Charlie’s Angels can be classified as one of the action classics that you would go back to whenever you want to have a good laugh while being on a thrilling adventure. I grew up watching the “Charlie’s Angels” of Lucy Liu, Cameron Diaz, and Drew Barrymore. Even as a child it was refreshing to see women being at the forefront of action movies in a world where Agent 007 is widely popular.
The Charlie’s Angels franchise began with the original television series in 1976 created by Ivan Goff and Ben Roberts. The series ran from 1976 to 1981, which had a second television reboot in 2011.
Then came the film franchise. The first two film franchises starred Lucy Liu, Cameron Diaz, and Drew Barrymore. It was later followed by the 2019 franchise which cast Kristen Stewart, Naomi Scott, and Ella Balinska.
I didn’t expect much of this 2019 reboot of Charlie’s Angels due to the mixed reviews I read prior to seeing it. Adding to that, the trailer didn’t look promising enough for me. Still, I gave it a shot, surely there’s something new to see in this 2019 reboot.
The film focused on the story of three women fighting their way to prevent a former agent gone rogue from weaponizing a technology, which Elena Houghlin (Naomi Scott) programmed. Along the way of accomplishing their mission, a friendship was formed, which added color to the story; it’s not just a simple spy film when it shows how women help each other at great lengths.
The thing that I liked most about the film was how it presented the way women wanted to be seen in society versus society’s perception of them, especially their roles in their chosen careers. In addition, it was also empowering to see the women in the film form a close-knit relationship with each other; it gives a sense of camaraderie.
Is it a need to see this on-screen? In my honest opinion, it’s not. It is predictable while trying to showcase a representation of women.
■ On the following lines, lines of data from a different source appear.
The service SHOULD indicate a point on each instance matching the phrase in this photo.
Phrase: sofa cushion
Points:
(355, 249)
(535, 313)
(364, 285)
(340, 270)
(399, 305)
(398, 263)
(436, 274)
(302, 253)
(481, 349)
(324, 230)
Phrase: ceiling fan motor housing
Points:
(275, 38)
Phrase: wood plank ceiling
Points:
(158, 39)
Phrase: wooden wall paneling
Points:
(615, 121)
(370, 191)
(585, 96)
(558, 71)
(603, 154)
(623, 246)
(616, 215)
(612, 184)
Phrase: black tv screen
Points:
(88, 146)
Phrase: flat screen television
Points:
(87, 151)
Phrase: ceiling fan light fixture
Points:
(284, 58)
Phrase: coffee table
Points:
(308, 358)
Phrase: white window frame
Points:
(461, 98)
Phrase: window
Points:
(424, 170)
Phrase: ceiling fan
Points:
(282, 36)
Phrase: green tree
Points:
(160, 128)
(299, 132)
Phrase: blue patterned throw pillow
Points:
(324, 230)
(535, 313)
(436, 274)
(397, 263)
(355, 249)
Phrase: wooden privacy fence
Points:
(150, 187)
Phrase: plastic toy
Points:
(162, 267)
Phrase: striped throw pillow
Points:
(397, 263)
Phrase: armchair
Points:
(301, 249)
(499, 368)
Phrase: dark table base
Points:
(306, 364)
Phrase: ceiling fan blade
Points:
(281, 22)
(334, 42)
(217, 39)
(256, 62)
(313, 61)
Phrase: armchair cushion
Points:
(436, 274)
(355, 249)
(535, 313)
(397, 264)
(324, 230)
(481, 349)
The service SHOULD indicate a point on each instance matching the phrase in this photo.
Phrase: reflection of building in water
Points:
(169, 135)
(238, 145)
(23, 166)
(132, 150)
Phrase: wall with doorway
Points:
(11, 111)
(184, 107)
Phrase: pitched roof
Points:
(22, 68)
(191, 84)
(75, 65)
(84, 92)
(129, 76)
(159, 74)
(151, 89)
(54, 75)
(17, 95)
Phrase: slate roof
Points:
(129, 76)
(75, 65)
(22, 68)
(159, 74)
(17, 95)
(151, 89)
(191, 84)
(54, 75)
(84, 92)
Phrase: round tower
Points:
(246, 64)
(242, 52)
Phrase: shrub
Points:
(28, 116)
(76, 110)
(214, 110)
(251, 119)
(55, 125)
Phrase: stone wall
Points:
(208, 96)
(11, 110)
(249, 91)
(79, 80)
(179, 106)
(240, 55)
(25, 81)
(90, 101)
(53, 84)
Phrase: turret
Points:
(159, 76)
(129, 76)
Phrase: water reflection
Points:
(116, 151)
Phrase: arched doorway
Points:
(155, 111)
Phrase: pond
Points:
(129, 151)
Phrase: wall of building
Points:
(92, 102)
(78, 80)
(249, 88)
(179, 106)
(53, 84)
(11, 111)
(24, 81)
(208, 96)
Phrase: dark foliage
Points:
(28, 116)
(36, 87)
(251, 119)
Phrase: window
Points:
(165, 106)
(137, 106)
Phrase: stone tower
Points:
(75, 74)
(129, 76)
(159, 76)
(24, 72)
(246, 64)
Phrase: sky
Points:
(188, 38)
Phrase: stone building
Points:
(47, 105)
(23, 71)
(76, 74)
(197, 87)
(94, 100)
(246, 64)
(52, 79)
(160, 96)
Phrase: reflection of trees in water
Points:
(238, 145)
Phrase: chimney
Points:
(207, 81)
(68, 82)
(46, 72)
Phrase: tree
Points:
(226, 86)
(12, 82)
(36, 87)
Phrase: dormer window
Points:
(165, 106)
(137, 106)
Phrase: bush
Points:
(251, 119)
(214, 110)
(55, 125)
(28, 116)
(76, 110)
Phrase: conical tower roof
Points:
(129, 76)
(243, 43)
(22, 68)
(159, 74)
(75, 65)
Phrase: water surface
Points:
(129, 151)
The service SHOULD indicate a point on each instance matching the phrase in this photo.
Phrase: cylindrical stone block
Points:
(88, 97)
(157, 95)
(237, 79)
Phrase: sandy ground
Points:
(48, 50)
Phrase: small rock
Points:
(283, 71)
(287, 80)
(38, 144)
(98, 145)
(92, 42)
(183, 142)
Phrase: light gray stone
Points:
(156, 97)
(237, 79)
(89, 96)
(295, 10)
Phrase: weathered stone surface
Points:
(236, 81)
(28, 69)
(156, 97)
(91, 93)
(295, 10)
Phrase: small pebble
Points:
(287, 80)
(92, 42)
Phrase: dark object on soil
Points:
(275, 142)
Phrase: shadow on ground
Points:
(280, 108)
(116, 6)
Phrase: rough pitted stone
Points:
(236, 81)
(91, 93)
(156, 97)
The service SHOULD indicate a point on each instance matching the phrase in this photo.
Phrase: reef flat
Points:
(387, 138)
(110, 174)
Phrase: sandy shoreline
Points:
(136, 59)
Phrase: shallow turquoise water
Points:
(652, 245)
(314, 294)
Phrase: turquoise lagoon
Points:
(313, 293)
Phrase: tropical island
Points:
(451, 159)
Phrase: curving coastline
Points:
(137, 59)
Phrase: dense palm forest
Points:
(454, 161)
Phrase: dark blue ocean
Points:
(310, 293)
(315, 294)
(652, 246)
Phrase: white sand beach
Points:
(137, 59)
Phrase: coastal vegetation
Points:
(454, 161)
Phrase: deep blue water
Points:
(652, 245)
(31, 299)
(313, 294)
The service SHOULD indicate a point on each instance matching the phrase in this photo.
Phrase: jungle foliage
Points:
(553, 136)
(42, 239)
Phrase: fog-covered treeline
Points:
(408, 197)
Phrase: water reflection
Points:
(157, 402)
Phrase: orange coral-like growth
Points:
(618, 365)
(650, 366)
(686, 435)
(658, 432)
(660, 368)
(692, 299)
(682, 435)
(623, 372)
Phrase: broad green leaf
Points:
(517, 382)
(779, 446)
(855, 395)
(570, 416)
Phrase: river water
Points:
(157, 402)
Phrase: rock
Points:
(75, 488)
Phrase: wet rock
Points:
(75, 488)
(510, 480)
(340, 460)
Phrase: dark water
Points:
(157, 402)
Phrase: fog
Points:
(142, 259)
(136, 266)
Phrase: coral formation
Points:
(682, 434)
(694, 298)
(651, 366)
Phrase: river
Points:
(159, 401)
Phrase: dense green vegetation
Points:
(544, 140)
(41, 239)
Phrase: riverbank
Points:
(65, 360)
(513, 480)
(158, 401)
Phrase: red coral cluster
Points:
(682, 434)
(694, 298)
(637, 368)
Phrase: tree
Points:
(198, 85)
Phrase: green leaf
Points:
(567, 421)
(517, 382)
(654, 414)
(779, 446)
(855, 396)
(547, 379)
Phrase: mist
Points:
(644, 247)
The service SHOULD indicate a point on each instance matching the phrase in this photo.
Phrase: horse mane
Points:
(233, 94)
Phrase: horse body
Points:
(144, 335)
The film wants to impose a clear picture of strong women ready to take on the world, but somehow the delivery of this message seemed forced. However, it cannot be denied that the film should be lauded for trying to send a relevant societal message in today’s political times.
Once upon a time, I dreamt of being a spy. What’s not to like about the lipstick turned laser, a compact pressed powder that could be used as a cellphone, and other accessories turned weapons — that fascinated me as a child. And I’m sure there will always be little girls who need role models or representations of women that would assure them that they can be anyone and anything they want to be.
Let’s not exaggerate things and hurriedly label it as a bad film. It’s not. It’s a mediocre reboot film, entertaining enough to see it through to the end. Maybe it’s nostalgia speaking, but it will never be as iconic as the Charlie’s Angels of my childhood.